What is intake routing?
Intake routing is the automated process of directing new inquiries to the right destination — a software record, a team member, or a queue — the moment they arrive. Without routing, inquiries pile up in a shared inbox and depend on someone remembering to check it. With routing, each inquiry is handled the same way every time: created in the right system, assigned to the right person, and responded to fast.
Why does intake routing matter for service businesses?
Service businesses live and die by response time. Research consistently shows that the probability of converting a lead drops sharply after the first few minutes. Intake routing removes the delay between "someone submitted a form" and "the right person knows about it with complete information." When routing is broken, leads go cold — often without anyone on the team realizing it happened.
What is the difference between intake routing and a contact form?

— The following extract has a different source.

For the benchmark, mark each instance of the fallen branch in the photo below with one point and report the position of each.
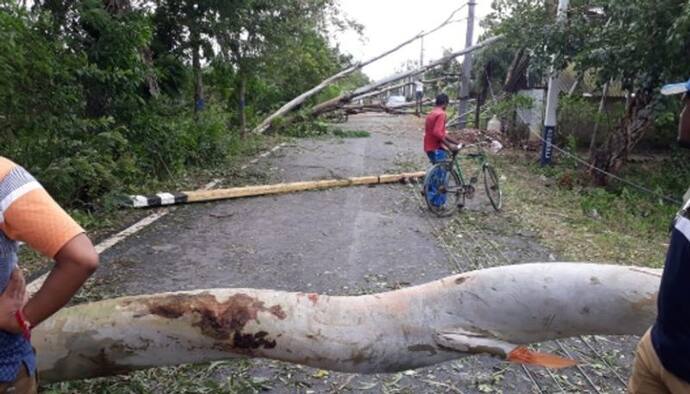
(161, 199)
(297, 101)
(490, 311)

A contact form collects information. Intake routing determines where that information goes and what happens to it next. A form with no routing sends an email to a general inbox. A form with proper routing creates a record in your business software, assigns it to the right team member, fires a notification, and logs a timestamp — all automatically, before anyone touches a keyboard.

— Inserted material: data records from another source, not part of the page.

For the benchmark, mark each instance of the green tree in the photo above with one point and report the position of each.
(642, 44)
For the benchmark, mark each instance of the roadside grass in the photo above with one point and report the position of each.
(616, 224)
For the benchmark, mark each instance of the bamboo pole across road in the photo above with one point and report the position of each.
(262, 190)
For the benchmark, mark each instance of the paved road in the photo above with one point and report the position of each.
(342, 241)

How do I know if my intake routing is broken?
The clearest signs: inquiries arrive in a shared email inbox with no clear owner; your team has to manually copy form data into your business software; you cannot answer "how many inquiries did we receive this month" without checking multiple places; or leads report submitting your form but never hearing back. Any of these indicate a routing breakdown.
How does intake routing connect to Jobber or Clio?
When intake routing is properly built, your website form submission triggers an API call to Jobber or Clio that creates a new request, matter, or client record in real time — with all the intake fields pre-populated. No manual entry. No inbox triage. The record exists in your business software the moment the form is submitted.